下課了,三三兩兩的學生從我身邊走過,幾個女生手拉手去上小公園前邊的廁所,她們個個神氣活現,俗不可耐,一邊走一邊還交頭接耳他講著老師同學的壞話,一個扎小辮的醜八怪倒吸一口涼氣後對同伴誇張地高聲叫嚷:"劉老師還有一個外號叫臭燻魚,這個外號主要是指他的氣味!"

我感到無聊,於是又走回樹下,華楊抬頭看到我,對我一笑,把書舉到我面前:"這是你的吧?"

我點點頭,我們就這樣認識了。

21

1987年我要告訴大家的是,大學生活叫我厭倦。
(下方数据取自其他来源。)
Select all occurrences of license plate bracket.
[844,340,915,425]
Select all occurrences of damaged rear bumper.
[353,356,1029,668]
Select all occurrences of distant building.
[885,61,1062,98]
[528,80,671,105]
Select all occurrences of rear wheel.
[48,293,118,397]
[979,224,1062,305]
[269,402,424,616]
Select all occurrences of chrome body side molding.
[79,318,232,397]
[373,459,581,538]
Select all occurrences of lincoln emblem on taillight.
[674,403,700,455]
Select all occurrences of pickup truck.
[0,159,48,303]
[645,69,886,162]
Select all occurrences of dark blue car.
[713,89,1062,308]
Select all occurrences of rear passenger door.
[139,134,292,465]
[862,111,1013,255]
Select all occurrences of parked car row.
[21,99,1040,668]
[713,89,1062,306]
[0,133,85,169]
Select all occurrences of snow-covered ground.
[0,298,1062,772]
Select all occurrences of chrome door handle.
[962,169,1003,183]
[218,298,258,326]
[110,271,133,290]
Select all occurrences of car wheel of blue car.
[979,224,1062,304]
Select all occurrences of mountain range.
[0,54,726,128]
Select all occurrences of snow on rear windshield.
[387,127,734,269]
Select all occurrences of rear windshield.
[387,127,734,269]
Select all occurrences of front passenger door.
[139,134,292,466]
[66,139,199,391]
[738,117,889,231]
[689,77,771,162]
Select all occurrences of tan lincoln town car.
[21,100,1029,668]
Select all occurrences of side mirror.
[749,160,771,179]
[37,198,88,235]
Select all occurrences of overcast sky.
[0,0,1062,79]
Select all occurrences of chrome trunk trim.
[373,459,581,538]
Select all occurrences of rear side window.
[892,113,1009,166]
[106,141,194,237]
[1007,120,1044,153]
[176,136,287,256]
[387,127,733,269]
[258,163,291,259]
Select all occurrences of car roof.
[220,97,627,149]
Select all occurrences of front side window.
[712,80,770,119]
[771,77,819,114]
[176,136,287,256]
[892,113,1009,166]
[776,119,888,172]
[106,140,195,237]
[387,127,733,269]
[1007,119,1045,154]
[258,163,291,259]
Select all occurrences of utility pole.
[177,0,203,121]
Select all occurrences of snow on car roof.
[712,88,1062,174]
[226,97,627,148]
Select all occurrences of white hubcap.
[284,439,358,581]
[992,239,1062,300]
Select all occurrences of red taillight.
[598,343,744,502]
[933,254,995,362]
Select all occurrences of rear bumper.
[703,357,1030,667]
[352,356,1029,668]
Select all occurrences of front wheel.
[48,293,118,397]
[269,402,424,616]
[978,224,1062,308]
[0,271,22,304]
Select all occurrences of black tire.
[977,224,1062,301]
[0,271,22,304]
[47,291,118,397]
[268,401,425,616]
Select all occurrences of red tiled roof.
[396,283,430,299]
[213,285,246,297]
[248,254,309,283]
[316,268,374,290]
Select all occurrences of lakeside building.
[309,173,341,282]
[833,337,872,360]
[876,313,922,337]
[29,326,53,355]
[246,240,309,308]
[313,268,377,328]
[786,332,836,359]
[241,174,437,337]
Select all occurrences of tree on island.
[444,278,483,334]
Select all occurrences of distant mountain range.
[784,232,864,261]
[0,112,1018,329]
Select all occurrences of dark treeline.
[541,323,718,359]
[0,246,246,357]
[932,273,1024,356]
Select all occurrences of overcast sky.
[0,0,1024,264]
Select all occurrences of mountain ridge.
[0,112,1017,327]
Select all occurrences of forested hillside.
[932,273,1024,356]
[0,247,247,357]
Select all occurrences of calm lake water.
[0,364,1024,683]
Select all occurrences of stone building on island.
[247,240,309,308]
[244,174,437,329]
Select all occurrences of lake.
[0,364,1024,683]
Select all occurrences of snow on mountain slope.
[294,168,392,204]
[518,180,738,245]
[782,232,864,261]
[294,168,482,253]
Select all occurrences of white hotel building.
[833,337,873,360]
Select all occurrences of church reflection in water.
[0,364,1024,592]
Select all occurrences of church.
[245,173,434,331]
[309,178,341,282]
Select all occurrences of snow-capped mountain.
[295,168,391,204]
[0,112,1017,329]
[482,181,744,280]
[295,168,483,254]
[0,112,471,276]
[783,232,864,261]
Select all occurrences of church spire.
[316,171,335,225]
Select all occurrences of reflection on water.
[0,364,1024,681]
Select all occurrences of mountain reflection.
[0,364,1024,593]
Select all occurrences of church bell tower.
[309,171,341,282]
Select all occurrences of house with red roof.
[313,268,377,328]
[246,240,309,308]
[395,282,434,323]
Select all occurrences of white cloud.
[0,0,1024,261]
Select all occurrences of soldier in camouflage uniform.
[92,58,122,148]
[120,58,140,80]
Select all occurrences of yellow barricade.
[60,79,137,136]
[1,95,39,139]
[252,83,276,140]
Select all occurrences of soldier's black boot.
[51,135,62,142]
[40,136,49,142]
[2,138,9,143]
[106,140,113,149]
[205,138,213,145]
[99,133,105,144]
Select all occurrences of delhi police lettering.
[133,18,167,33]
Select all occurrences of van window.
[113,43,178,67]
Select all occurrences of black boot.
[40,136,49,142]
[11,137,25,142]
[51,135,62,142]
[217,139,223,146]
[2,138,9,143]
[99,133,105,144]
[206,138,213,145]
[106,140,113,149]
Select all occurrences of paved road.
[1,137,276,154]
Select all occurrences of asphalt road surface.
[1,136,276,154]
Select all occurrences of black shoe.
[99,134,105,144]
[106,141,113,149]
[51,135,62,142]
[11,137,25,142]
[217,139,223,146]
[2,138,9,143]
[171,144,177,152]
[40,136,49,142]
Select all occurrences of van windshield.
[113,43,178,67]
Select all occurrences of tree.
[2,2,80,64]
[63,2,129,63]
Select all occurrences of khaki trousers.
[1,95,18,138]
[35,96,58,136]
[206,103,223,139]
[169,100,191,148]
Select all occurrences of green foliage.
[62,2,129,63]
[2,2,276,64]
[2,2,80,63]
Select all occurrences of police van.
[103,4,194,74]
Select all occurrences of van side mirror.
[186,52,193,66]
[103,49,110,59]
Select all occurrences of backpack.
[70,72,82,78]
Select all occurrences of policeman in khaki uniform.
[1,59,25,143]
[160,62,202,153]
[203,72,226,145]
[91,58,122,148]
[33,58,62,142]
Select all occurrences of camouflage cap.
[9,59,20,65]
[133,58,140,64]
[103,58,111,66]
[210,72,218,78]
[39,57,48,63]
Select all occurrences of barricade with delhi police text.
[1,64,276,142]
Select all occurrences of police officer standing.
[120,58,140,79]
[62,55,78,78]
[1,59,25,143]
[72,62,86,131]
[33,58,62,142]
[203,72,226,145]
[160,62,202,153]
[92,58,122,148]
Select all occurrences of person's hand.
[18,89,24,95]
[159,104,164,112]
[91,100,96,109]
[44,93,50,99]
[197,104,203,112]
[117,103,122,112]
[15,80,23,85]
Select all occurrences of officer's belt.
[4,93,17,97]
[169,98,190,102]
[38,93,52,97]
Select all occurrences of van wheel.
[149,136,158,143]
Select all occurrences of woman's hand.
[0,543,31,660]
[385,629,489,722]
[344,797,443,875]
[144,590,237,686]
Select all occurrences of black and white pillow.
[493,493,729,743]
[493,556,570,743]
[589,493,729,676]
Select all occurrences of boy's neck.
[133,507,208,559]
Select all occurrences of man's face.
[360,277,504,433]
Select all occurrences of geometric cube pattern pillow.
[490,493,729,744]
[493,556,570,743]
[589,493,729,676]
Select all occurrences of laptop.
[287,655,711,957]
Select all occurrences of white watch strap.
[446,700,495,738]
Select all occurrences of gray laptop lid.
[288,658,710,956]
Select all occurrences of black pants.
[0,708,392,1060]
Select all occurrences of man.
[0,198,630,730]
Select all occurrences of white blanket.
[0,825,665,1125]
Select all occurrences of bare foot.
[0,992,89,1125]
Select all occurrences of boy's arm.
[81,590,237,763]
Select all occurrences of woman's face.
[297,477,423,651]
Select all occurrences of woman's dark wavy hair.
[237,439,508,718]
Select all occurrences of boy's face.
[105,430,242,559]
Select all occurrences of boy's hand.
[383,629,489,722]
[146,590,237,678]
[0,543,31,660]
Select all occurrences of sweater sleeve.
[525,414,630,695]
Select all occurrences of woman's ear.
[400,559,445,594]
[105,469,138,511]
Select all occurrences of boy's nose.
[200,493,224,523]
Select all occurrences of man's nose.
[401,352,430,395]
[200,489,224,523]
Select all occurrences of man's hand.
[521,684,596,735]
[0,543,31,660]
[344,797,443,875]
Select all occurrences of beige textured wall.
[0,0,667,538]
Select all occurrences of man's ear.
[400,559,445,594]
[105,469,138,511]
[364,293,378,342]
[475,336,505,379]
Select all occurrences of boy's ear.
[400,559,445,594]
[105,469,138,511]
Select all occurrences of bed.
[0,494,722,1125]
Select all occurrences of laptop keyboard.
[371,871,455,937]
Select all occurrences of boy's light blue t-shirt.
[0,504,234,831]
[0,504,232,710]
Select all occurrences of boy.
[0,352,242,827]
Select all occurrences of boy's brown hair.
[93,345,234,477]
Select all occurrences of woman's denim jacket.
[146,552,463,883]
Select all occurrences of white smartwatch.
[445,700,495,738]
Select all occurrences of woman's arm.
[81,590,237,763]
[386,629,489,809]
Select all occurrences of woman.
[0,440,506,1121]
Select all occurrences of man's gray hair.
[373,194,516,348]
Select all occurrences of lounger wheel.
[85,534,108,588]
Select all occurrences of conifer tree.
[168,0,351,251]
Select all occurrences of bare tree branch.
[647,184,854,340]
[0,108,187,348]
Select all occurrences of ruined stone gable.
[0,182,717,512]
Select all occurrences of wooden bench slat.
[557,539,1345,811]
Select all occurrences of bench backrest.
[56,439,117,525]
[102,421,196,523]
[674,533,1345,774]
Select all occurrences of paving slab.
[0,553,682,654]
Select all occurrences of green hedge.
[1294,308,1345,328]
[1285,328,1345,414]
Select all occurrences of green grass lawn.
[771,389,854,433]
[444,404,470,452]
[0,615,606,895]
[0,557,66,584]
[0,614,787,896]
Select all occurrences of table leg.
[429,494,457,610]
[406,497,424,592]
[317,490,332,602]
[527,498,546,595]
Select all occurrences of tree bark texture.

所有的組織生活都叫我厭倦,我整夜失眠,一天比一天更加陷入苦悶,當初選理工科學計算機是為了證明自己聰明,實際上這蠢透了,因為功課和考試壓得我喘不過氣來,我因曠課已接到一份處分通知單,女友向曉飄也離我而去,這些都發生在開學不久的一段時間裡,這段時間,我除了迎接預期的失望之外,還承受了不少從天而降的失望,那時正是10月份,秋高氣爽,大天都是好天氣,而我的心情卻惡劣透頂。

華楊的吉它被他喝醉後砸爛了,無聊像蛀蟲一樣至空了我們的心,理工學校的女生不僅數量少得可憐,而且質量還差得要命,一個個的還特自命不凡,對於她們,我沒有興趣,對於那些成天忙於交換毛片兒,臨睡前大談性愛的男生,我更是避之惟恐不及,這時我才明白,這裡不是我該來的地方,這兒是勤奮向上的傻逼的天下,晚自習室的燈光徹夜不熄,塞滿了那些夢想出國或透過考試的蠢貨,他們來自全國各地,窮得要死,除了教科書和淫穢雜誌他們不讀其他書,趁我睡著,他們偷偷使用我的擦臉油和梳子,我索性連牙膏,牙刷、毛巾也送給了他們,每天起床,我只是用涼水在臉上拍拍,往袖子上一擦了事,我的身上是沉積已久的劣制香菸味和臭味。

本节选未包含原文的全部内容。